A tesourinha é um daqueles pequenos animais de jardim cuja aparência costuma provocar mais desconfiança do que curiosidade. O par de estruturas semelhantes a pinças na extremidade do abdómen é imediatamente reconhecível e, para muitas pessoas, suficiente para considerar este inseto uma presença indesejada.
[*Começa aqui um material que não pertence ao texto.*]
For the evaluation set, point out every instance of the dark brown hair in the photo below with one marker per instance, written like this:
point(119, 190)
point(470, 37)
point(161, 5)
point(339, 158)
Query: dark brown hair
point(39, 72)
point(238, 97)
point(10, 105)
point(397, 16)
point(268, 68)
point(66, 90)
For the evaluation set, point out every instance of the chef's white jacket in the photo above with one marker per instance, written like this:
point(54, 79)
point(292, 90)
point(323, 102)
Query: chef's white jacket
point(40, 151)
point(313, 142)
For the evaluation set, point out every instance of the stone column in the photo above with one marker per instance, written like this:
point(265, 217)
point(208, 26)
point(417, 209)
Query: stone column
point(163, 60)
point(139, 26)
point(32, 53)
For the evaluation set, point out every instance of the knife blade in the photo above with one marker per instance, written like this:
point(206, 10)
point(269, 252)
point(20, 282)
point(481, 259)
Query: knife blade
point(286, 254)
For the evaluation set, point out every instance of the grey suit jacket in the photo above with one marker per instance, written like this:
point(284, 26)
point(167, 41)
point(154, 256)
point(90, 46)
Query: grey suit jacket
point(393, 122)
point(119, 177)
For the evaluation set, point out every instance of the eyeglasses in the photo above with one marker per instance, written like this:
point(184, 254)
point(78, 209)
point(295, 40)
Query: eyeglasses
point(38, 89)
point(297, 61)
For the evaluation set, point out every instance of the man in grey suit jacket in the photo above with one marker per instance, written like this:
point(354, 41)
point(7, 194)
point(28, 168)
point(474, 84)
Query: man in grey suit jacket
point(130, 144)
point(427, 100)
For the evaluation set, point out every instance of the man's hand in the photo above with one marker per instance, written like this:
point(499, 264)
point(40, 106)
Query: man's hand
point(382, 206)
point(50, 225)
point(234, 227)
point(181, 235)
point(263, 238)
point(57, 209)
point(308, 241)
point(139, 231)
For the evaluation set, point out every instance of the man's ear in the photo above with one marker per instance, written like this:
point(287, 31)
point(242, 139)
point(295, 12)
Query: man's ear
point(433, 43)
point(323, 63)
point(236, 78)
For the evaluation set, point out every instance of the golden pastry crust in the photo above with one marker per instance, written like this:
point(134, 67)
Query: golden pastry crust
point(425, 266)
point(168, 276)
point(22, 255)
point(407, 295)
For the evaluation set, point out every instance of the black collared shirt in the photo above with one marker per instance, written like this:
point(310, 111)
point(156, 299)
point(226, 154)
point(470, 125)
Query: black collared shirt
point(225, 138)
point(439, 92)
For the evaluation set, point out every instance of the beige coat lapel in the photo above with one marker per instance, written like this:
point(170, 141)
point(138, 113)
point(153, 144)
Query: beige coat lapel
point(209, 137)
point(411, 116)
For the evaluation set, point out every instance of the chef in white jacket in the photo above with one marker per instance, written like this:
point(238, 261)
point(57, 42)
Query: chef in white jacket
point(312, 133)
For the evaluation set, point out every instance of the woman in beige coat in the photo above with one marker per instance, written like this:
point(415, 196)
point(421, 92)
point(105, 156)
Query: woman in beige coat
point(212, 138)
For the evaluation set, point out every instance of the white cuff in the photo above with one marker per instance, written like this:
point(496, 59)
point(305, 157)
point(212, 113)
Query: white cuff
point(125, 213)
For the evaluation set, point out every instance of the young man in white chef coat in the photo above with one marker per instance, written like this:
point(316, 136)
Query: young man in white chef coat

No entanto, por detrás dessa aparência existe um comportamento pouco conhecido e particularmente interessante: as fêmeas de várias espécies de tesourinhas apresentam um verdadeiro cuidado maternal. Elas permanecem junto dos ovos, limpam-nos, reorganizam-nos e protegem-nos. Em espécies bem estudadas, como a tesourinha-europeia (Forficula auricularia), os cuidados podem continuar depois da eclosão, quando as pequenas ninfas ainda dependem parcialmente da mãe.
Esse comportamento faz das tesourinhas um excelente exemplo de como um inseto aparentemente simples pode apresentar uma vida familiar bastante mais complexa do que imaginamos.
Ao mesmo tempo, a relação das tesourinhas com o jardim não pode ser classificada simplesmente como positiva ou negativa. São omnívoras e oportunistas: podem consumir matéria orgânica em decomposição e pequenos invertebrados, incluindo algumas pragas, mas também podem alimentar-se de folhas jovens, flores, plântulas e frutos macios.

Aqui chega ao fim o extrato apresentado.